I stood there in the failing T-suit, in a chamber where reality came undone, facing a proto-god who remembered me from 2,100 years ago.
It was time to clutch my balls and give this a go.
-72-
“You want the ring?” I said. “Why don’t you come and take it then?”
Zorion smiled. “Still the primitive, aren’t you? Very well, I will.”
He didn’t walk. He slid as space bent for him. I fired the Negator—one clean pull—knowing the beam was invisible.
Zorion phase-shifted on the instant.
He reappeared behind me, hand reaching for my neck. I pivoted, caught his wrist. The moment we touched, something bit into me.
Move, Chak-Tal said.
I phase-shifted with the ring’s aid, doing it just enough as Zorion’s second hand raked through where my skull had been.

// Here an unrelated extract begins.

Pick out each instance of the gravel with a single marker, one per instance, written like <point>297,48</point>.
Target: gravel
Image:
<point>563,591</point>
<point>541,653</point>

I stumbled and solidified ten feet away. The T-suit’s left arm hung dead for reasons I couldn’t explain, although the glove had frozen onto the handle of the black case. I flexed the right hand. It was still mine to control.
“You can’t run for long,” Zorion said. “The chamber is becoming part of the equation. Soon there will be nowhere to shift to, as it will all be gone.”
He gestured, and pylons attached to the machine vomited beams of unlight. Wherever they struck, matter started to disappear.
I raised the gun and pulled the trigger again so the Negator kicked in my hand. There was no flash or sizzle, just intent and recoil.
Again, Zorion wasn’t there.
Behind you, Chak-Tal said.
I fired without turning. Some of it must have caught Zorion. He screamed. I turned to see. Void blossomed on his shoulder, not a wound but an edit, as if the universe had hit backspace on that part of him.
The machinery pulsed, beaming energy at him, and the void in him filled up. The air around him shimmered as his flesh rebuilt.